Find Patterns in a Text File Using Regular Expressions
This recipe demonstrates how to use the command line 'Grep' command and regular expressions to find patterns within a plain text file.
- Download a copy of the text file(s)
- Open a shell or terminal
- In general you will use commands that look like grep “PATTERN” filename.txt
- the PATTERN is the Regular expression
- Using our example of Alice’s Adventures in Wonderland, here are some examples of searches you could execute using regular expressions:
- To find every instance of the word “waistcoat” in the file the command would be:
- grep “waistcoat” 11.txt
- To find every two-letter word that ends in ‘t’ (such as it, at) the command would be:
- grep “ .t “ 11.txt
- The dot matches exactly one character
- To find all of the words that end in ‘ed’ the command would be:
- grep “.*ed “ 11.txt
- The dot matches exactly one character and the star says 0 or more copies of the preceding character
- To find either the word ‘she’ or ‘the’ in the text, the command would be:
- grep “ [st]he “ 11.txt
- The square brackets will match ‘he’ with either ‘s’ or ‘t’ as the first character. It will not match the word ‘he’

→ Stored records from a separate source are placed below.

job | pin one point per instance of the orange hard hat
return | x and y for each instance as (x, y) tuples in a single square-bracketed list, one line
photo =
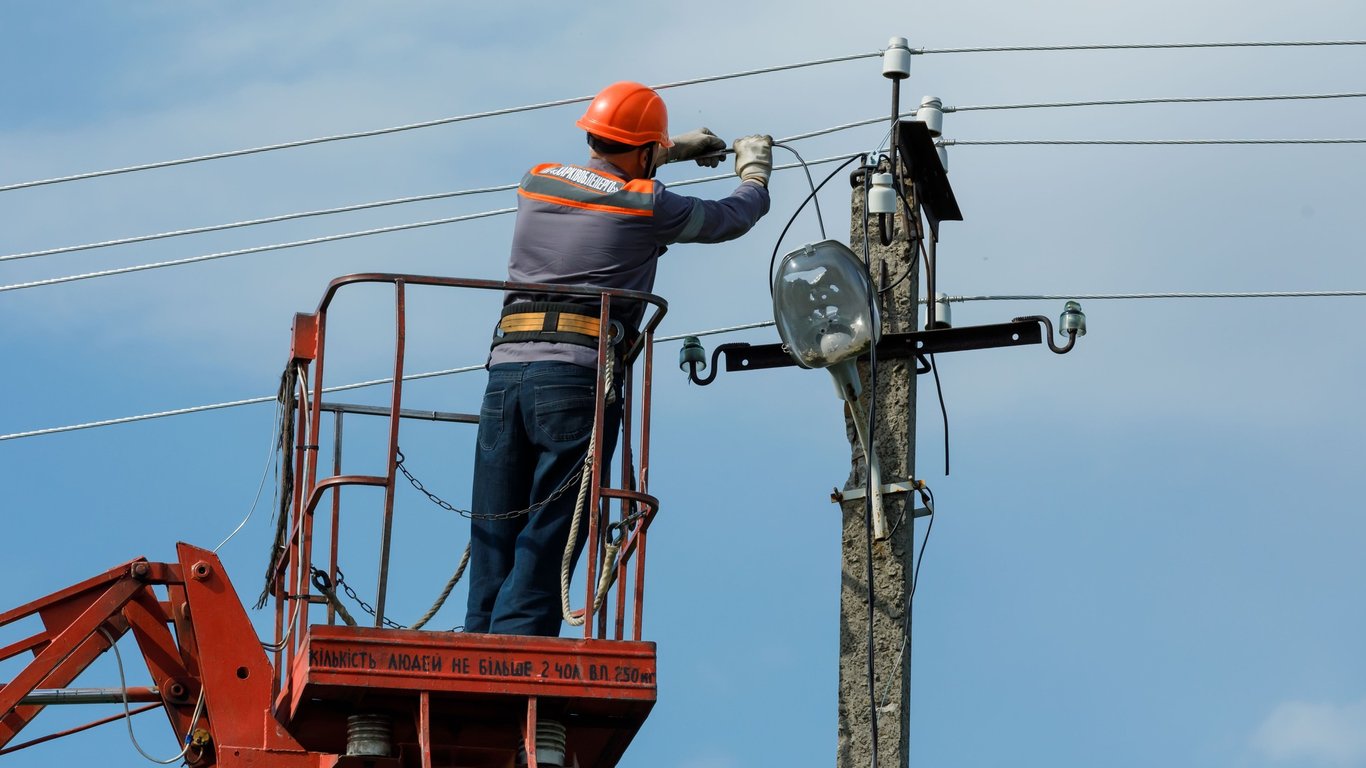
[(627, 112)]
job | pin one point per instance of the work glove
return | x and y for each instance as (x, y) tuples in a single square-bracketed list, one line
[(694, 145), (754, 159)]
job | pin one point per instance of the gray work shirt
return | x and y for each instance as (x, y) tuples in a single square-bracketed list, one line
[(588, 226)]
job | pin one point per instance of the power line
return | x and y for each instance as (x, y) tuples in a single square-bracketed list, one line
[(797, 137), (1169, 295), (712, 332), (414, 126), (678, 84), (325, 390), (331, 238), (257, 249), (1133, 47), (1150, 142), (257, 222), (380, 204), (1167, 100)]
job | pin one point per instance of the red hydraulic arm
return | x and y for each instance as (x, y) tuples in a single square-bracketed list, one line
[(368, 697)]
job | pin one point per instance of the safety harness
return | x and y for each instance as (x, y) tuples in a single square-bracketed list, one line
[(562, 323)]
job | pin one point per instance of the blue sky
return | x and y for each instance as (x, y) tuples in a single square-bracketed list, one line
[(1148, 551)]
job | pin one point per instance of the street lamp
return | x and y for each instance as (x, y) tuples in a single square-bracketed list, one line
[(823, 309)]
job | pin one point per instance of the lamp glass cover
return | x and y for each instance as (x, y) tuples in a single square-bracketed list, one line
[(821, 305)]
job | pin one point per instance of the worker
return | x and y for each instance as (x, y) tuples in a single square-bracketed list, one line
[(600, 224)]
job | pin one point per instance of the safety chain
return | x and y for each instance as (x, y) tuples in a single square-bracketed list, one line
[(568, 483), (366, 607), (623, 525)]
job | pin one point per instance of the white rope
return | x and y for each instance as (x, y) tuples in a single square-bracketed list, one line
[(450, 585), (609, 552)]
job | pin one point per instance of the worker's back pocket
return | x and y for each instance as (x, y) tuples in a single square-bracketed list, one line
[(564, 412), (491, 418)]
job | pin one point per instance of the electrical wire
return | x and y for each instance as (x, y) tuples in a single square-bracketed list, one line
[(1152, 142), (939, 390), (1131, 47), (678, 84), (1167, 295), (869, 491), (310, 241), (271, 458), (809, 182), (915, 581), (1165, 100), (127, 715), (256, 249), (257, 222), (415, 126), (790, 222), (679, 336), (394, 202)]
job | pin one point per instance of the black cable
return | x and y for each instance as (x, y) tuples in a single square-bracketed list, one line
[(868, 483), (943, 410), (790, 222), (809, 182), (920, 558)]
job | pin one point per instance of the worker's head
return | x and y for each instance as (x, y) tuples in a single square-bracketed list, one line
[(627, 126)]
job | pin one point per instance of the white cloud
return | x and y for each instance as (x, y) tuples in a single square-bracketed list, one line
[(1327, 734)]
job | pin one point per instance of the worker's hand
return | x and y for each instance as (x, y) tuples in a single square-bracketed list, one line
[(754, 159), (697, 145)]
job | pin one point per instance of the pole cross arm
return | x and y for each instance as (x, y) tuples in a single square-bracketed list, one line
[(918, 345)]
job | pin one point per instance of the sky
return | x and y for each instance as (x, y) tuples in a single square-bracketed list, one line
[(1146, 552)]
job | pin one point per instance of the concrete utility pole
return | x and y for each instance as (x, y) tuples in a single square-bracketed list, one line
[(894, 437)]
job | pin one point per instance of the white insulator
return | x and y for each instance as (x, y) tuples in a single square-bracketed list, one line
[(551, 739), (881, 198), (932, 114), (368, 735), (943, 314), (896, 59)]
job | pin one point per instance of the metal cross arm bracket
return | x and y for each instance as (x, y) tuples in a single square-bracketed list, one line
[(888, 489), (920, 343)]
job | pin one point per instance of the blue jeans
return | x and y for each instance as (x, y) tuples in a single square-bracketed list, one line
[(534, 428)]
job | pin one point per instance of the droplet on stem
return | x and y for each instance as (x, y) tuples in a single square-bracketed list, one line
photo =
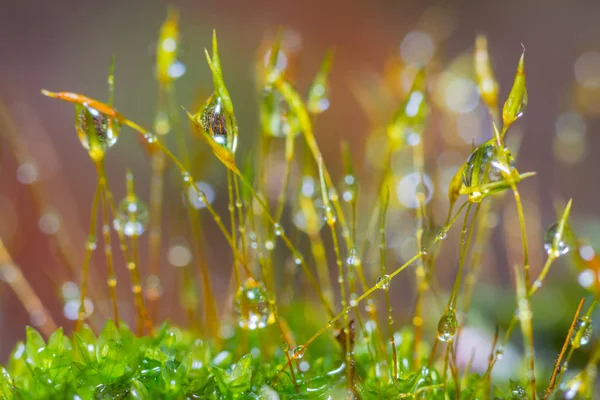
[(383, 282), (252, 306), (132, 217), (447, 326), (562, 245), (96, 131), (582, 334)]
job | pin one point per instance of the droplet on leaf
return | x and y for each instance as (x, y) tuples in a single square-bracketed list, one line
[(95, 130), (252, 306), (215, 121), (562, 245), (582, 334), (383, 282), (447, 326)]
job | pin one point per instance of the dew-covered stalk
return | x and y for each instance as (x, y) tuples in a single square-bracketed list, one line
[(90, 246), (386, 288)]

- If you wanted to search more than one text file, or a whole corpus the command would be:
- grep -R
The grep man page: on the terminal type “man grep” or online go to http://www.ss64.com/bash/grep.html
A good online tutorial is: A Tao of Regular Expressions Mastering Regular Expressions (by Jeffrey Friedl) - the O’Reilly manual for regular expressions (2nd edition published 2002)
Regular expressions can also be used in many different programming languages.
Things to look out for:
- Every program that implements regular expressions has slightly different syntax.
- Some patterns cannot be described with regular expressions. These often involve nested or paired elements.
- There are interesting connections between regular expressions, formal languages, and finite state machines or automata.
- Once you understand how to use regular expressions they can be used for searching and replacing in text editors.
- Using the UNIX or LINUX pipeline ( | ) character to string together (in sequence) multiple commands allows manipulations that would be difficult without specialized tools.